Elara just nods. “I’ve never seen childbirth before,” she says after a moment, her voice no more than a whisper.

“It’s a scary thing,” I say. Having been a witness to multiple births in this line of work, I remember how scary it was the first time I ever watched a life being brought into the world.

“But it doesn’t always look like this.” Her eyes meet mine.

“Sometimes it is worse, but many times it is better, and the mother can hold her baby close right away.”

She nods once more, and I can barely tell if she’s absorbing anything I’m saying or if it’s merely noise.

“Do you know Lark?” I ask.

Her eyes are glazed over as she looks at the woman, pale on the bed. But then she shakes her head, her watery gaze meeting mine. “No, I uh—” She sniffles and wipes at her cheeks. “I’m shadowing Hazel—-I guess I’m her apprentice of sorts. I want to be a healer.”

I blow out a breath. She’s been plunged headfirst into the thick of things today.

“You should hold her,” I say, nodding towards the cot in the corner of the room. “A baby should feel love from its first moments. Show her what that feels like.”

A tear drops from her bright blue eyes, but she wipes it away before it can so much as hit her cheek. She nods once more, but this time it’s more decisive as she walks over to the cot. She reaches her hand into it with admiration filling her gaze.

She smiles as she looks down at the baby, and it’s as if warmth floods the room, that little piece of something good shining over us all.

When I bring my gaze back to Lark, I notice that the top linen is barely stained. In fact, the edges are dry.

“It worked,” I murmur under my breath. Even as I say it, I'm not certain it is true. I lift the linens, examining the site of the bleed. The blood is still moving, but ever so slowly. I press fresh linens to the wound.

“Elara, check her pulse for me.”

Elara moves like the wind, appearing at Lark’s side and pressing two fingers to the side of her neck before holding a finger under her nose.

“She’s breathing, slowly.” I feel sick to my stomach with relief. “Her pulse is weak, but it’s there.”

“It worked,” I say once more, but this time I say it with more conviction.

“It what?” Hazel’s voice breaks into the room.

I turn around to see her in a change of clothes, her hair smoother as if she ran a hand over it, and her clean hands holding a jar of willow bark.

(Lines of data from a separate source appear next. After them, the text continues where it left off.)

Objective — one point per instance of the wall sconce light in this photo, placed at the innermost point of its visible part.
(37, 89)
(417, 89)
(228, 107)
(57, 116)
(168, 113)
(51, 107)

“It worked. At least I think it did.” She walks into the room, places the jar on her cart, and lifts the linens to inspect the wound.

“The bleeding has slowed immensely. If she chews on that willow bark when she’s awake, it’ll calm her fever, and I can make a ginger and hawthorn tea before I leave.

That should help strengthen her pulse and get her heart at a steady beat again. ”

Hazel just stands up and wraps her arms tight around me, a sob slipping from her lungs. “Thank you. I am not certain she would be alive right now if you weren’t here.”

I hug her back, pressing my arms firmly around her.

“You would have found a way.” She wipes her tears as she pulls away.

“Besides, you’ve got a good helper in this one,” I say, looking to Elara.

She has a warm energy about her, and she cares.

That might be the most important thing a healer can possess.